More feature stories by year:
Return to: 2004 Feature Stories
CLIENT: BakBone Software
October 2004: Dell Power Solutions
By deploying virtual disk libraries (VDLs), IT organizations can take advantage of high-speed disk technologies for backup processes, while benefiting from the portability and security of tape for long-term data retention and disaster recovery. This article demonstrates how using BakBone® NetVault tape backup and restore software with VDLs can help organizations make effective use of tape media, achieve quick recovery, and back up data within short backup windows.
Virtual disk libraries (VDLs), similar to tape libraries, offer an efficient and new media backup paradigm for organizations that use Dell hardware. When using VDLs, tape becomes a strategic component of an organization's data protection strategy, but not the major element of the strategy. IT staff can create multiple, duplicate copies of backup jobs from the VDL to tape, or vice versa. Storing backup data on a VDL also allows data copy jobs to be run offline so they have little or no impact on the network, application servers, or workstations. Administrators can also set up specific backup policies such as retention dates, rotation schemes, and media groups for VDLs.
Because they are not physical entities, VDLs are immune to the mechanical difficulties of tape backup over a network. One example of such an issue is shoe shining—a scenario in which a tape drive runs back and forth along the same piece of tape until it receives the next bit of information to tell it where on the tape to go next. Another example is a host with a slow data stream, which is not a problem for a VDL because it can capture data in "drips" or "blasts", then copy it to virtual media slots as a save set. These advantages offered by VDLs can help administrators streamline the backup processes.
The mechanics of VDLs
A VDL consists of directories called drives and slots on a disk. These drives and slots each contain numbered directories, which are unique for each drive or slot. The media file that resides in each numbered slot directory represents a "tape" in the virtual library, while a media file in each numbered drive directory represents a virtual disk.
Bakbone NetVault tape backup and recovery software treats VDLs as if they were physical libraries.
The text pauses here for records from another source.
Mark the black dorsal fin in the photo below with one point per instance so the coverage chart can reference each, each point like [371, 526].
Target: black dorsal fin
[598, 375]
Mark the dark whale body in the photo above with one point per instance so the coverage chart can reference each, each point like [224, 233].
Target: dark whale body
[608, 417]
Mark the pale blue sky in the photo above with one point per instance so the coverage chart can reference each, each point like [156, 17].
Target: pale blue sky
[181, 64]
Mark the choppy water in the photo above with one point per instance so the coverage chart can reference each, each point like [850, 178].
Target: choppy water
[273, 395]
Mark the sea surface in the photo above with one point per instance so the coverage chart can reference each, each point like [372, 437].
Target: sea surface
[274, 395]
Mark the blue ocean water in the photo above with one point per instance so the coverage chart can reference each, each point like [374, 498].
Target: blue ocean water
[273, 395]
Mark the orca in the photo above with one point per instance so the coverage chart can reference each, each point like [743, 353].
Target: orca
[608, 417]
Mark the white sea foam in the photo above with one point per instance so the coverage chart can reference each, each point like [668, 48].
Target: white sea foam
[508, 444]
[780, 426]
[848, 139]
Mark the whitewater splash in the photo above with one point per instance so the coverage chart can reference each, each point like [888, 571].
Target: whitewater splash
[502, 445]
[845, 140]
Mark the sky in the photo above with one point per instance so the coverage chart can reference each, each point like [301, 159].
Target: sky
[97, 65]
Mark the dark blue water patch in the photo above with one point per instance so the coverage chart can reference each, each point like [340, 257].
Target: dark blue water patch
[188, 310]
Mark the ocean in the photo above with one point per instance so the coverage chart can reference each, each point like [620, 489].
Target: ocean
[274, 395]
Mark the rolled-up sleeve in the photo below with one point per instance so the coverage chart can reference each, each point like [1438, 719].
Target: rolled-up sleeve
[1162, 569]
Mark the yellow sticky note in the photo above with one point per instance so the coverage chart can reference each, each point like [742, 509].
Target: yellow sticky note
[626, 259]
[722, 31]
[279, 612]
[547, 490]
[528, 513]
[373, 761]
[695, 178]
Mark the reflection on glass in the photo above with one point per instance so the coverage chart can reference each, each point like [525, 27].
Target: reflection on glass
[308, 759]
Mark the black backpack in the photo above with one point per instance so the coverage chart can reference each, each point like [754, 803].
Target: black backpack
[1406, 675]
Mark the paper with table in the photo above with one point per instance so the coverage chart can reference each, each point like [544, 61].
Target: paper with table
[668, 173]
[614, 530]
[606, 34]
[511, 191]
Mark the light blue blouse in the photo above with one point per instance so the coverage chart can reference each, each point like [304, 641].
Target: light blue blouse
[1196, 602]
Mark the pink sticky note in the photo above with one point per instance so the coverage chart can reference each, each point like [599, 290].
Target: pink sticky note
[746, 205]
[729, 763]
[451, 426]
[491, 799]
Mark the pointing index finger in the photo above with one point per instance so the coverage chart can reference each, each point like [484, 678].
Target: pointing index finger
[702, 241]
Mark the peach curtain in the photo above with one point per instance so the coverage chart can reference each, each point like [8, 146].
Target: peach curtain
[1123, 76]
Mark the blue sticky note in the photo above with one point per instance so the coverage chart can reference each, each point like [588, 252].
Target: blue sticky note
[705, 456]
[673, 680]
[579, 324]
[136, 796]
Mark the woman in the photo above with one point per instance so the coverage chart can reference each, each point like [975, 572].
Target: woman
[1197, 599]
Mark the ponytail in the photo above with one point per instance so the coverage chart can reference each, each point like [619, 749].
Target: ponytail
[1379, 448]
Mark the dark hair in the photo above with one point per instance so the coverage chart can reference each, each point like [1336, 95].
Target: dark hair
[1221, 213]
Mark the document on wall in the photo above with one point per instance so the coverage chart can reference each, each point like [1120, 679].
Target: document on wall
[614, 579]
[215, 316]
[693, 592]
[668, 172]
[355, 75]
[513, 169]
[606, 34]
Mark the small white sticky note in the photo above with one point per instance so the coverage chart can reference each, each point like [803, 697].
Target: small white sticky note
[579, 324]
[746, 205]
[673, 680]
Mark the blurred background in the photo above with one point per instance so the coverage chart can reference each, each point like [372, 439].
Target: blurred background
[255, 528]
The more drives the VDL contains, the more simultaneous backups can be performed. Each VDL is usually configured with a minimum of eight slots, but it will always have many more slots than drives. These extra slots allow for proper handling of backup retention cycles. In addition, different operating systems may impose limits on the maximum file size, which can affect the number of slots needed for handling the data. When the NetVault VDL is configured for Dell servers and the number of slots and media capacity is defined, media files are created and the space is pre-allocated in the VDL.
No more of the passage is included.